Feast your eyes on the "Intel® 64 and IA-32 Architectures Optimization Reference...

josephg · on Nov 4, 2022

It doesn’t claim linked lists are fast. And it doesn’t have any benchmarking data.

Actually the only reference to linked lists I see is in the prefetcher section (3.7.3), where it explicitly recommends that consecutive items are stored in a single 4kb cache line or in consecutive cache lines. They give a positive code example using an array, like other commenters are suggesting.

insanitybit · on Nov 4, 2022

This is a great document that will absolutely confirm, in a number of ways, that linked lists are going to be terrible for prefetching.

AstralStorm · on Nov 4, 2022

That depends more on what they link to. Not prefetching a worthless list of pointers when you could prefetch data instead is typically faster. Prefetchers have limited capabilities and capacity for loads.

insanitybit · on Nov 4, 2022

The prefetcher doesn't even have to get involved for linear sequences, it would only get involved after a cache miss threshold is met. The fastest and simplest prefetcher, L1, is stream based and will work great for sequential data.

NavinF · on Nov 4, 2022

Prefetching just one element ahead does fuck-all when ram is 100x slower than cache especially if you need to precharge and activate a new row which is always the case when you're spraying tiny objects all over the place.

AstralStorm · on Nov 4, 2022

So don't spray tiny objects around. :) Keep them nicely tucked away in an arena.

Vectors actually tend to create a spray of tiny objects... As opposed to a true dynamic array which has limitations in resize. If you're lucky, they will keep a single dynamic array per vector. You're usually not this lucky with bigger data.

josephg · on Nov 5, 2022

If you never free your objects, you may as well use an array anyway - it'll be much more simple. And if you use an arena with an object pool, you're back in cache miss territory.

Vectors only "create a spray of tiny objects" if you have a vector-of-references or something like that. And even then, reading data requires 2 reads from memory (1 to read the pointer in the vector, and another to read the object). Finding item N in a linked list will require N reads (since you need to read each item before the target). Yes, resizing a vector is O(n). But every time I measure memcpy, it always goes faster than I expect.

If you disagree, try to prove it with code. At least one of us will learn something that way.

forrestthewoods · on Nov 4, 2022

My benchmarks say you’re wrong.

https://www.forrestthewoods.com/blog/memory-bandwidth-napkin...

dmitrygr · on Nov 4, 2022

You're joking right?

"I made an extra test that wraps matrix4x4 in std::unique_ptr."

And that is your test?
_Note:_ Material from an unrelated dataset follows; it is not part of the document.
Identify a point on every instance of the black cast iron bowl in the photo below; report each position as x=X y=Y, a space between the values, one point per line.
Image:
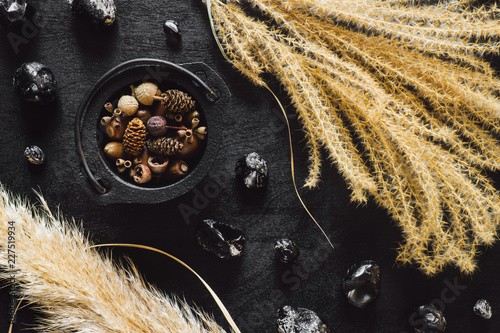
x=197 y=79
One piece of code? Not even presenting disassembly? Who the hell knows what your compiler wrought in response to your "std::unique_ptr" and "matrix4x4" ?

attractivechaos · on Nov 4, 2022

Sorry for my ignorance – linked list matching the performance of vector is something new to me. I would like to learn more. The best way to prove your point is to show us a benchmark. However, I couldn't find one with a quick google search.
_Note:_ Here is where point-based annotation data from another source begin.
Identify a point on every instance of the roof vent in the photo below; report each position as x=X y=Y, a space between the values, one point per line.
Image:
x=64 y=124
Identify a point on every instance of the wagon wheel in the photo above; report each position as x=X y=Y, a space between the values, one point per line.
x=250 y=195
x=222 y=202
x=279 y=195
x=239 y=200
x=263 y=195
forrestthewoods · on Nov 4, 2022

Well I’ve provided 1 benchmark to your 0. I’d say I’m ahead.

My code benchmark is actually far more pre-fetch friendly than a LinkedList because it can prefetch more than one “node” at a time. In a LinkedList you can’t prefetch N+1 and N+2 at the same time because N+2 is dependent on the result of N+1.
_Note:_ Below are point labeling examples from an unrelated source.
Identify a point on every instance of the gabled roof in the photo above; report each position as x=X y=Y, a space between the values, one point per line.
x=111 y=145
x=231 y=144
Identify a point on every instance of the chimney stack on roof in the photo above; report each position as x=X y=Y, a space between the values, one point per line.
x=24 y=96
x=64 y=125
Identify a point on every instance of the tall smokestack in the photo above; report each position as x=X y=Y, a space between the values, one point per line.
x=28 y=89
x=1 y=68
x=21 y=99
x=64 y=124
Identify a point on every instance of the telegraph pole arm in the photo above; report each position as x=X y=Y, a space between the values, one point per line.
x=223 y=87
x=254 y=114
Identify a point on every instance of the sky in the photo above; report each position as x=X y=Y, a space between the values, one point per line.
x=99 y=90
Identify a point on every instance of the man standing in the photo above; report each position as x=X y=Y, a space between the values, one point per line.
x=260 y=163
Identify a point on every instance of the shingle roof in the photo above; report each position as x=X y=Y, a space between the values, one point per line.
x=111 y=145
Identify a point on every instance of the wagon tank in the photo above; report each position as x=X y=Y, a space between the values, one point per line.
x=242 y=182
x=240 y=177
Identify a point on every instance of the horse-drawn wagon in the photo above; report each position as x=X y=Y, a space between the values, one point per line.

I’m always open to learning new things. Modern compiler magic is deep and dark. If sometimes a compiler magically makes it fast and sometimes slow that’d be quite interesting! If you have any concrete examples I’d love to read them.

fuckstick · on Nov 4, 2022

It's a link to a document on architectures well over a decade old - the most recent mentioned is the original Core architecture (from 2008). Honestly, based on your first comment I thought you were implying something about content dependent prefetch or other techniques that I am familiar in the academic literature but unaware of ever being used in mainstream hardware.

> Organize the data so consecutive accesses can usually be found in the same 4-KByte page. > • Access the data in constant strides forward or backward IP Prefetcher. 3-72

> Method 2: >• Organize the data in consecutive lines. > • Access the data in increasing addresses, in sequential cache lines.

Nothing new here that contradicts the GPs skepticism. Certainly not enough evidence for you to be a dick.

dmitrygr · on Nov 4, 2022

yup, was link to old a document with same title. updated. thanks.

fuckstick · on Nov 4, 2022

Ok, but the hardware data prefetch functionality seems basically unchanged:

"Characteristics of the hardware prefetcher are: • It requires some regularity in the data access patterns. — If a data access pattern has constant stride, hardware prefetching is effective if the access stride is less than half of the trigger distance of hardware prefetcher. — If the access stride is not constant, the automatic hardware prefetcher can mask memory latency if the strides of two successive cache misses are less than the trigger threshold distance (small- stride memory traffic). — The automatic hardware prefetcher is most effective if the strides of two successive cache misses remain less than the trigger threshold distance and close to 64 bytes."